Take-Away: Just because a trust instrument expressly names the trust’s governing law, that choice of law may not be binding on future courts. There needs to be more than just a choice or preference expressed for a court to apply the laws of another state to the trust.

Background: We live in an era when states adopt aggressive trust codes and unique provisions with regard to trust in order to attract trust business to their jurisdictions. As such this results in disparate trust law provisions that settlors may wish to choose from for a variety of reasons. These differing trust provisions can deal with the duration of a trust (the repeal of the rule against perpetuities in some jurisdictions), asset protection trusts (to shield assets from creditor claims or the claims of former spouses), the ability to decant the terms of the trust (in some states without a prior notice to the trust beneficiaries) or the ability to appoint a trust protector or directed trustee (to control or overcome the discretion of the named trustee.) Consequently, some trusts may be drafted to adopt the perceived ‘favorable’ laws of another jurisdiction. The question is whether that choice of law as expressed by the trust settlor (or trust protector) in the trust instrument will be respected.

  • Situs: A trust’s situs refers to the state where the trust assets are physically located or where the trust is ‘grounded’ or has its ‘foundation’ or its ‘principal place of business.’ Accordingly, the law of situs generally governs trust administration matters, such as trustee liability, trust accountings, trustee compensation, or the characterization of the beneficial interests of the trust. MCL 700.7107, 700.7108, and 700.7403.
  • Governing Law: A trust’s governing law is the particular legal system that governs the validity, construction and legal effect of the trust instrument. A probate court will usually honor language in the trust instrument that states its governing law, subject to the language used or the context. Restatement (Second) of Conflict of Laws, Sections 268-270, 277 (1991).

Question: Consider whether a trust instrument’s provision specifying that the trust’s validity and effect shall be determined under the laws of Nevada (with very favorable creditor protection laws) would be upheld if the settlor was  domiciled in Michigan and who had only nominal connections with Nevada. Would a Michigan probate court apply Nevada law to the trust?

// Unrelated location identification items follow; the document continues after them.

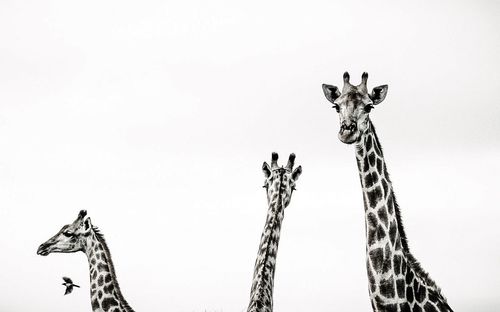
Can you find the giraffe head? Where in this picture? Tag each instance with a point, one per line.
(71, 238)
(280, 181)
(354, 104)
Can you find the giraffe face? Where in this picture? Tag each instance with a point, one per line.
(280, 181)
(71, 238)
(353, 105)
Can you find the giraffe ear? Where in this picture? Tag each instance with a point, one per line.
(296, 173)
(378, 94)
(87, 225)
(266, 169)
(331, 92)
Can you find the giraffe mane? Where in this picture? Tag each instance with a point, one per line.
(411, 260)
(100, 238)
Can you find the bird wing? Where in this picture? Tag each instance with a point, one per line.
(67, 280)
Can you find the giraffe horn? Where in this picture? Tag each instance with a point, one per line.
(347, 84)
(364, 79)
(291, 161)
(274, 160)
(346, 78)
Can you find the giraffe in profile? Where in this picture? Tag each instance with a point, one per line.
(279, 185)
(396, 280)
(81, 235)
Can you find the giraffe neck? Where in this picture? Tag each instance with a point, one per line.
(261, 295)
(396, 280)
(105, 293)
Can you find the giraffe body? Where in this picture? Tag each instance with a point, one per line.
(280, 184)
(105, 293)
(396, 280)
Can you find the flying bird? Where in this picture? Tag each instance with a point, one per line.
(69, 285)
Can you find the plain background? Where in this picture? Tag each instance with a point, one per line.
(156, 117)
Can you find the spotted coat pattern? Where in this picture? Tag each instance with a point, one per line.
(396, 280)
(105, 293)
(279, 186)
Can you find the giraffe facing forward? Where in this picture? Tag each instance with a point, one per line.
(105, 293)
(396, 280)
(279, 185)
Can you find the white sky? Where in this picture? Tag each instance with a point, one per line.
(156, 117)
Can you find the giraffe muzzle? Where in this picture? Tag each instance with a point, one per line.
(43, 250)
(348, 133)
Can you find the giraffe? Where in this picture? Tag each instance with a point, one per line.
(81, 235)
(396, 280)
(279, 185)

Example:  An example where a court refused to follow the ‘governing law’ direction in a trust instrument was the fairly notorious 2013 In re Huber Bankruptcy Court decision- its notoriety resulting because the settlor unsuccessfully tried to hide behind Alaska’s established asset protection statute. The facts were pretty straightforward. Mr. Huber resided in Washington. He set up an asset protection trust naming Alaska as its ‘governing law.’ The trust held assets of substantial value, all of which were located in Washington, but for one $10,000 CD held in Alaska. An Alaskan Bank was named as one of three co-trustees, but according to the court, the Alaska Bank ‘engaged in virtually no trust administration activities.’ The legal question was whether Washington or Alaska governed the validity of the trust. Alaska adopted a strong asset protection legislation. Washington had a strong public policy against self-settled asset protection trusts.

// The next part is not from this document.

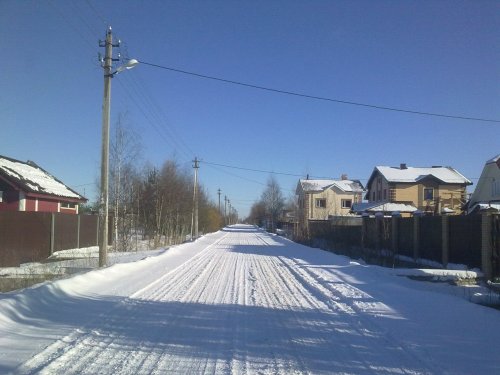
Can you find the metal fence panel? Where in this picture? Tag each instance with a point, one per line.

Thus the battle lines were drawn as to which state law would apply to the trust. Since the settlor had filed for bankruptcy protection, the self-settled trust was being challenged by the bankruptcy trustee as invalid under Washington’s law.

The court in analyzing this conflict of laws noted that the general rule is that an inter vivos trust of ‘movables’ is valid if valid under the law of the state designated by the settlor to govern its validity. But the court then noted that this ‘general rule’ does not apply unless: (i) the designated state has a substantial relation to the trust; and (ii) the application of the designated state’s law does not violate a strong public policy of the state where, as to the matter at issue, the trust has its most significant relationship. Applying this analysis, the court refused to enforce the trust provision that specified that Alaska was the trust’s governing law. It stressed in its finding that Alaska did not have a substantial relationship with the trust. The sole connection between the trust  and Alaska was the $10,000 CD and an ‘inactive corporate trustee.’ Finally the court noted Washington’s strong public policy against self-settled trusts.

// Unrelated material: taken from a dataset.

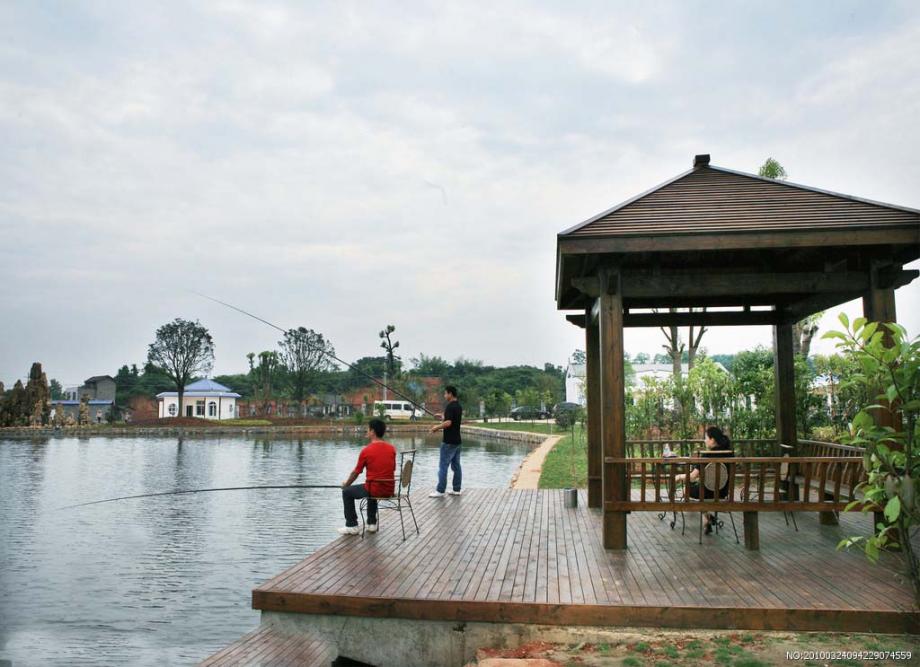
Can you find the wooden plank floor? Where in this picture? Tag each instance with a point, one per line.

Conclusion:  When we are presented with a trust instrument that seeks to be governed by the law of another state, there is no guarantee that such a provision will be enforceable, even when there are ‘some’ connections with the other state. Consider a state like Florida that has adopted a statute that permits a surviving spouse to pursue his/her elective rights against the assets held in the decedent spouse’s trust, unlike Michigan’s statute which only permits an election against the deceased spouse’s probate estate. Could a client who resides in Florida most of the year create a trust naming Michigan as its governing law, in order to foreclose a surviving spouse’s elective rights? There may be sufficient public policy of  a state, as reflected in its statutes, that might cause the selected governing law in the trust instrument to be ignored by a court.  Whenever possible it is critical that as many other factors as possible relate to the trust to the targeted state, e.g. location of trustee, location of trust property, principal place of trust administration. Even then, there is no guaranty that a court will follow the trust instrument’s ‘governing law’ directive.